It is now time to get your hands dirty. In the following exercises you will analyze the box office numbers of the Star Wars franchise. May the force be with you!
# Box office Star Wars (in millions!)
new_hope <- c(460.998, 314.4)
empire_strikes <- c(290.475, 247.900)
return_jedi <- c(309.306, 165.8)
# Create box_office
box_office <- c(new_hope, empire_strikes, return_jedi)
# Construct star_wars_matrix
star_wars_matrix <- matrix(box_office, nrow = 3, byrow = TRUE)
star_wars_matrix
## [,1] [,2]
## [1,] 460.998 314.4
## [2,] 290.475 247.9
## [3,] 309.306 165.8
# Vectors region and titles, used for naming
region <- c("US", "non-US")
titles <- c("A New Hope", "The Empire Strikes Back", "Return of the Jedi")
# Name the columns with region
colnames(star_wars_matrix) <- region
# Name the rows with titles
rownames(star_wars_matrix) <- titles
# Print out star_wars_matrix
star_wars_matrix
## US non-US
## A New Hope 460.998 314.4
## The Empire Strikes Back 290.475 247.9
## Return of the Jedi 309.306 165.8
# Construct star_wars_matrix
box_office <- c(460.998, 314.4, 290.475, 247.900, 309.306, 165.8)
star_wars_matrix <- matrix(box_office, nrow = 3, byrow = TRUE,
dimnames = list(c("A New Hope", "The Empire Strikes Back", "Return of the Jedi"),
c("US", "non-US")))
star_wars_matrix
## US non-US
## A New Hope 460.998 314.4
## The Empire Strikes Back 290.475 247.9
## Return of the Jedi 309.306 165.8
# Calculate worldwide box office figures
worldwide_vector <- rowSums(star_wars_matrix)
worldwide_vector
## A New Hope The Empire Strikes Back Return of the Jedi
## 775.398 538.375 475.106
# Bind the new variable worldwide_vector as a column to star_wars_matrix
all_wars_matrix <- cbind(star_wars_matrix, worldwide_vector)
all_wars_matrix
## US non-US worldwide_vector
## A New Hope 460.998 314.4 775.398
## The Empire Strikes Back 290.475 247.9 538.375
## Return of the Jedi 309.306 165.8 475.106
The term factor refers to a statistical data type used to store categorical variables. The difference between a categorical variable and a continuous variable is that a categorical variable can belong to a limited number of categories. A continuous variable, on the other hand, can correspond to an infinite number of values.
# Sex vector
sex_vector <- c("Male", "Female", "Female", "Male", "Male")

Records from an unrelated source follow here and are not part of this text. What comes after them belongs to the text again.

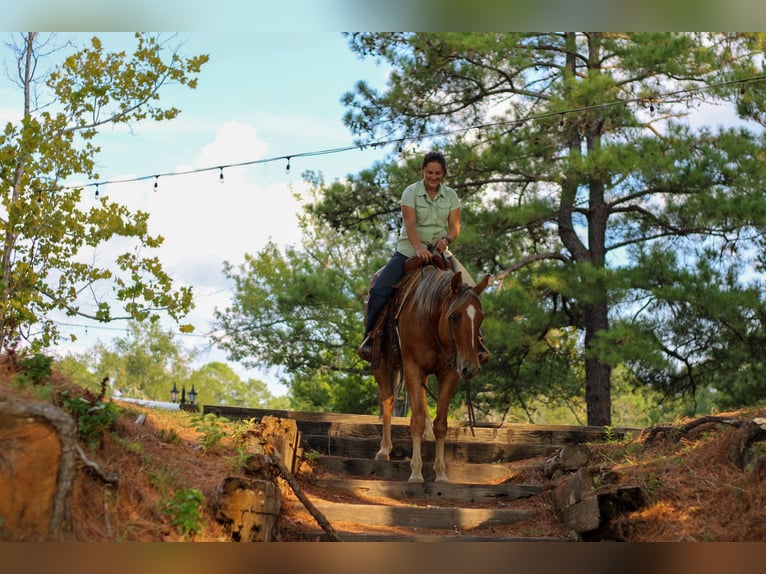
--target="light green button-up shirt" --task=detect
[396,180,460,257]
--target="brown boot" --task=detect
[356,332,372,363]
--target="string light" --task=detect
[38,75,766,201]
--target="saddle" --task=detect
[370,255,452,370]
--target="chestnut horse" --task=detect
[373,265,489,482]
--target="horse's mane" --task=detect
[412,267,473,321]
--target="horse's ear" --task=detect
[473,273,489,295]
[450,271,463,295]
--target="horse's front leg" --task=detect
[405,368,427,483]
[433,372,458,482]
[375,376,394,460]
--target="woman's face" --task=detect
[421,161,444,191]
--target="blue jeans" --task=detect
[364,251,407,335]
[364,251,476,336]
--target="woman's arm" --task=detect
[402,205,431,261]
[436,207,460,253]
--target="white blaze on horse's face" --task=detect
[465,303,476,347]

# Convert sex_vector to a factor
factor_sex_vector <- factor(sex_vector)
# Print out factor_sex_vector
factor_sex_vector
## [1] Male Female Female Male Male
## Levels: Female Male
# Animals
animals_vector <- c("Elephant", "Giraffe", "Donkey", "Horse")
factor_animals_vector <- factor(animals_vector)
factor_animals_vector
## [1] Elephant Giraffe Donkey Horse
## Levels: Donkey Elephant Giraffe Horse
# Temperature
temperature_vector <- c("High", "Low", "High","Low", "Medium")
factor_temperature_vector <- factor(temperature_vector, order = TRUE, levels = c("Low", "Medium", "High"))
factor_temperature_vector
## [1] High Low High Low Medium
## Levels: Low < Medium < High
We construct a data frame with the data.frame() function. As arguments, you pass the vectors from before: they will become the different columns of your data frame. Because every column has the same length, the vectors you pass should also have the same length. But don’t forget that it is possible (and likely) that they contain different types of data.
# Definition of vectors
name <- c("Mercury", "Venus", "Earth", "Mars", "Jupiter", "Saturn", "Uranus", "Neptune")
type <- c("Terrestrial planet", "Terrestrial planet", "Terrestrial planet",
"Terrestrial planet", "Gas giant", "Gas giant", "Gas giant", "Gas giant")
diameter <- c(0.382, 0.949, 1, 0.532, 11.209, 9.449, 4.007, 3.883)
rotation <- c(58.64, -243.02, 1, 1.03, 0.41, 0.43, -0.72, 0.67)
rings <- c(FALSE, FALSE, FALSE, FALSE, TRUE, TRUE, TRUE, TRUE)
# Create a data frame from the vectors
planets_df <- data.frame(name, type, diameter, rotation, rings)
planets_df
## name type diameter rotation rings
## 1 Mercury Terrestrial planet 0.382 58.64 FALSE
## 2 Venus Terrestrial planet 0.949 -243.02 FALSE
## 3 Earth Terrestrial planet 1.000 1.00 FALSE
## 4 Mars Terrestrial planet 0.532 1.03 FALSE
## 5 Jupiter Gas giant 11.209 0.41 TRUE
## 6 Saturn Gas giant 9.449 0.43 TRUE
## 7 Uranus Gas giant 4.007 -0.72 TRUE
## 8 Neptune Gas giant 3.883 0.67 TRUE
# Check the structure of planets_df
str(planets_df)
## 'data.frame': 8 obs. of 5 variables:
## $ name : Factor w/ 8 levels "Earth","Jupiter",..: 4 8 1 3 2 6 7 5
## $ type : Factor w/ 2 levels "Gas giant","Terrestrial planet": 2 2 2 2 1 1 1 1
## $ diameter: num 0.382 0.949 1 0.532 11.209 ...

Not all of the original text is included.